15. En troisième lieu, aux termes de l'article A7 § 7.1 du règlement du PLU : " Les constructions doivent être implantées en retrait de toutes limites séparatives. Le recul mesuré horizontalement et perpendiculairement de tout point de la façade de la construction (...) au point le plus proche de la limite séparative, doit être au minimum de 5 mètres (...) ". L'article A7 § 7.2 précise : " Des implantations différentes peuvent être autorisées : - pour les dépendances, la possibilité d'être implantée en limite séparative est autorisée dès lors que le linéaire bâti contigu à la limite séparative n'excède pas 10 mètres (...) ". Enfin, selon l'article A10 § 10.2 du même règlement " la hauteur maximale des constructions mesurée verticalement par rapport au sol naturel avant travaux, est limitée à : / 7 mètres au faîtage, / 4 mètres à 1'égout du toit ou au sommet de l'acrotère ".
16. Il ressort du dossier de permis de construire que la construction envisagée aurait une hauteur à l'égout du toit de 5,03 mètres, supérieure à la limite autorisée par l'article A10 § 10.2 du règlement du plan local d'urbanisme.
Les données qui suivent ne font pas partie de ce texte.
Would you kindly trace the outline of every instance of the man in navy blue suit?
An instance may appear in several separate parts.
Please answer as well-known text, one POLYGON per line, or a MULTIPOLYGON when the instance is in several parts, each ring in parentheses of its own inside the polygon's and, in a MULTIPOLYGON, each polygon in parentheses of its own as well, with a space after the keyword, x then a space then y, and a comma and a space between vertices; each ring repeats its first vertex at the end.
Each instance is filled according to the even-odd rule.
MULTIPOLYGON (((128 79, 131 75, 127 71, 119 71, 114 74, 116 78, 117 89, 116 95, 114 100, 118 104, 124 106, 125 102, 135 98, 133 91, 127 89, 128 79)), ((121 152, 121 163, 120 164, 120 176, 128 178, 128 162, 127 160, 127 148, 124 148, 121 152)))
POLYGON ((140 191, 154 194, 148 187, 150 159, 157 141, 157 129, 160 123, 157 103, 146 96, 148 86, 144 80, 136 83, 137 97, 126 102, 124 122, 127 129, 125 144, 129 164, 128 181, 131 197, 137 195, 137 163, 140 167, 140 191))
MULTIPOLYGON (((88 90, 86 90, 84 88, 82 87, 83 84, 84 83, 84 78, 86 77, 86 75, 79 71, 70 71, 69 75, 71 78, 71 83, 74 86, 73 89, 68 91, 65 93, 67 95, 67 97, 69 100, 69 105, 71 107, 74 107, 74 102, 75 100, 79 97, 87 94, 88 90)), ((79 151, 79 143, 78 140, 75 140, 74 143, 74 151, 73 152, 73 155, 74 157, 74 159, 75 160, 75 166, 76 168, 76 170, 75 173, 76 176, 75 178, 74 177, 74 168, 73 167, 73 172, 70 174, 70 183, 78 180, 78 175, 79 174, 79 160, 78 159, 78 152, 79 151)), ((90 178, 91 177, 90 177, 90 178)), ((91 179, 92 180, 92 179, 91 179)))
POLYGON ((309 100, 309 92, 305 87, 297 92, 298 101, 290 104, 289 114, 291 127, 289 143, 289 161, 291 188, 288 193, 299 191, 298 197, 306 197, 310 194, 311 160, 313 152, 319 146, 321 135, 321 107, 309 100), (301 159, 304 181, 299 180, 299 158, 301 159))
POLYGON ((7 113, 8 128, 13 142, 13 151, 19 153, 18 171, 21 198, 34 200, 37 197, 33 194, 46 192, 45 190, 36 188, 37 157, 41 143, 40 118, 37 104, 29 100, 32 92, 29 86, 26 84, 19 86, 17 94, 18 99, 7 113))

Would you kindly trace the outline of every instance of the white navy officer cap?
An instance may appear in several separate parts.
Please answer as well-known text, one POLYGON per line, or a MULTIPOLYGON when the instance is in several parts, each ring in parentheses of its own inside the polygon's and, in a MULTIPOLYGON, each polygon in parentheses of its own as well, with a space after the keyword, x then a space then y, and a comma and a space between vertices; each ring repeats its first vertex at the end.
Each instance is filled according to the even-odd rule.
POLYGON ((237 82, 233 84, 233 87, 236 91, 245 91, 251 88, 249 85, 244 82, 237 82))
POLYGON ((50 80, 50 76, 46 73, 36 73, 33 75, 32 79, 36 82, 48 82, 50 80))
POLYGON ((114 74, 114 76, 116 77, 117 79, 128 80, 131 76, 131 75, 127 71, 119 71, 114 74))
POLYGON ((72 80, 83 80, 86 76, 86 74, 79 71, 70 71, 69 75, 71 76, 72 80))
La circonstance que la hauteur du bâtiment soit inférieure à 7 mètres est sans incidence sur le respect des prescriptions de cet article, dont les conditions sont cumulatives, contrairement à ce que soutient M. B.... Enfin, il ne ressort d'aucune pièce du dossier que la maison à usage d'habitation autorisée par le permis de construire du 23 janvier 2017 serait une dépendance du gîte de M. B.... Dans ces conditions, la règle relative à la distance d'implantation en retrait des limites séparatives minimum de 5 mètres, dont il est constant qu'elle n'est pas respectée par le projet, était applicable. Par suite, le projet autorisé par le permis de construire ne respecte pas davantage les dispositions des articles cités ci-dessus du règlement du plan local d'urbanisme de la commune de Saint-Pierre.
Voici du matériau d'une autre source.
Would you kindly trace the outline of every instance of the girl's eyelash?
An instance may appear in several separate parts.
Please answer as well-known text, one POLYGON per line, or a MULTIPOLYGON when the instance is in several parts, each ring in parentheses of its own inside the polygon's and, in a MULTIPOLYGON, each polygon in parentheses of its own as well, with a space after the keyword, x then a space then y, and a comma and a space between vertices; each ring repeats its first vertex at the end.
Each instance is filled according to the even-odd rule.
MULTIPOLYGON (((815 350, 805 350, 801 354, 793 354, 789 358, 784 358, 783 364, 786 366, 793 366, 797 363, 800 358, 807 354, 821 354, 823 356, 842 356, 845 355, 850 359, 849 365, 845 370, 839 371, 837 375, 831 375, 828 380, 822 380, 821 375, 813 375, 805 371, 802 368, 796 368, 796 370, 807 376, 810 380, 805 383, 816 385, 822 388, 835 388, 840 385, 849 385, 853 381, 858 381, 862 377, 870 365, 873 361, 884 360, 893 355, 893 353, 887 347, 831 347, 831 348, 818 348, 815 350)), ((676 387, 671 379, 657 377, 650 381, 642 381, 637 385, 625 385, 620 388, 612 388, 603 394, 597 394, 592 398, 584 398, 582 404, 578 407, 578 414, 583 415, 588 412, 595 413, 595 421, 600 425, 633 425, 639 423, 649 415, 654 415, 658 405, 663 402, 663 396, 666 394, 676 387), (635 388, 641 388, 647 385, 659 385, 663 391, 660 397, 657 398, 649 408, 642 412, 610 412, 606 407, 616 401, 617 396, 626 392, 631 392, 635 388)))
17. Il résulte de ce qui précède que ni M. B..., ni la commune de Saint-Pierre ne sont fondés à soutenir que c'est à tort que, par le jugement attaqué, le tribunal administratif de La Réunion a annulé le permis de construire du 23 janvier 2017. Dès lors, leurs requêtes doivent être rejetées, y compris leurs conclusions présentées au titre de l'article L. 761-1 du code de justice administrative.
DECIDE :
Article 1er : Les requêtes n° 19BX02856 de M. B... et n° 19BX03389 de la commune de Saint-Pierre sont rejetées.
Article 2 : Le présent arrêt sera notifié à M. C... B..., à la commune de Saint-Pierre et au ministre de la cohésion des territoires et des relations avec les collectivités territoriales.
Copie en sera adressée au préfet de La Réunion et au ministre des outre-mer.
Délibéré après l'audience du 4 février 2021 à laquelle siégeaient :
Mme I... A..., présidente,
M. Didier Salvi, président-assesseur,
Mme K... E..., première conseillère,
Rendu public par mise à disposition au greffe le 4 mars 2021.
La présidente,
Marianne A...
La République mande et ordonne au ministre de ministre de la cohésion des territoires et des relations avec les collectivités territoriales en ce qui le concerne, et à tous huissiers de justice à ce requis, en ce qui concerne les voies de droit commun contre les parties privées, de pourvoir à l'exécution du présent arrêt.